Pierre-Auguste Renoir
French, 1841-1919
Coastline at Antibes, 1888
oil on canvas
25 5/8 × 32 1/8 in.
Michael Armand Hammer and the Armand Hammer Foundation
Loan
Pierre-Auguste Renoir, Self Portrait, Oil on canvas, 1876, Fogg Art Museum, Cambridge, USA
"An artist, under pain of oblivion, must have confidence in himself, and listen only to his real master: Nature." - Pierre-Auguste Renoir
COMMENTS
The changes evident in Renoir’s style during the 1880s, a new firmness in his drawing and a return to classical order in composition, were principally confined to his figure paintings. In the conventional composition of this landscape, a more relaxed handling of paint and the suppression of contour have resulted in a misty softness that is almost dreamlike in effect. Yet the artist’s love of the sensuality of warm color saves the scene from undertones of melancholy. He has used tiny brushstrokes and feathered the paint so delicately that there is no build-up of any kind of impasto; the canvas appears as if it were gently stained, rather than brushed, with pigment. Small and indistinct figures, possibly a studio invention, are subsumed by the pleasant somnolence of their natural surroundings— a direct contrast to the liveliness of Grape Pickers at Lunch, where landscape was molded to accentuate figural representation. The clear white verticals of a gatepost balanced by white sails on the Mediterranean are the only abrupt notes in this idyllic rendition of nature.

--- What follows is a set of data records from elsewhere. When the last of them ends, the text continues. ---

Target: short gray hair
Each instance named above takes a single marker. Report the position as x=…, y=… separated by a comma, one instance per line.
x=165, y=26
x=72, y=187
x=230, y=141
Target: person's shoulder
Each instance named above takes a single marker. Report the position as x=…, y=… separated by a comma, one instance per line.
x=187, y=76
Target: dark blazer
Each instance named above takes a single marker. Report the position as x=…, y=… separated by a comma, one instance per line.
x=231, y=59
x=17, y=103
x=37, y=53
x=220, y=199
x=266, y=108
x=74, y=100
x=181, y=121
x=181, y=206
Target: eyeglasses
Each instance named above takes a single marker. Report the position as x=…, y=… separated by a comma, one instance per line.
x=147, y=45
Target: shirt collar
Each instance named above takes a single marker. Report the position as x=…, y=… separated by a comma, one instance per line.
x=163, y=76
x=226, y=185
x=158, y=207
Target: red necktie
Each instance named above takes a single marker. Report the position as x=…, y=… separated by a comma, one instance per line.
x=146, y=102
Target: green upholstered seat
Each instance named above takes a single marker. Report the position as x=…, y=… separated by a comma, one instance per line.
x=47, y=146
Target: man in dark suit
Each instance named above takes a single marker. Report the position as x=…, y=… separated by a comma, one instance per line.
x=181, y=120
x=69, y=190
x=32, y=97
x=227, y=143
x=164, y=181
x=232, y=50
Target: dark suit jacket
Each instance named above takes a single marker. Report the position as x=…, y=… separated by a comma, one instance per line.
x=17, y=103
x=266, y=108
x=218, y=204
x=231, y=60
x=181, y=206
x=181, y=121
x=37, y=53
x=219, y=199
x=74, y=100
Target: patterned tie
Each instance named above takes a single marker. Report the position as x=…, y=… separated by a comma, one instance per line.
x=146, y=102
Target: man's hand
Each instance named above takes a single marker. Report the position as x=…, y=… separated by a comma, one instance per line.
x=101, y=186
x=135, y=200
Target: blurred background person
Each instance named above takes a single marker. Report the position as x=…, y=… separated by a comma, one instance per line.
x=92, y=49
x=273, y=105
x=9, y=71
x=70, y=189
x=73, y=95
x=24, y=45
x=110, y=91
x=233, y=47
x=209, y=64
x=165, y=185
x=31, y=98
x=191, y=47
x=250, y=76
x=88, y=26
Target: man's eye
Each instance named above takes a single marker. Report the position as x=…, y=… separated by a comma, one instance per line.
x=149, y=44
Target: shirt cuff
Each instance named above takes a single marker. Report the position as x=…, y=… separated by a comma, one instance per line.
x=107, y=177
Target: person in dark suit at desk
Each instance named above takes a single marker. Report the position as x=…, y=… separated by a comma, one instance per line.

Renoir, who was primarily a figural painter and always thought of himself as such, considered landscape to be a difficult and ever-challenging genre. “Landscapes are the painter’s stumbling block,” he said in a 1918 interview with a collector. “You think it’s gray, but how many colors there are in a gray landscape! If you only knew, Monsieur, how hard it is to anatomize a tree with a brush.”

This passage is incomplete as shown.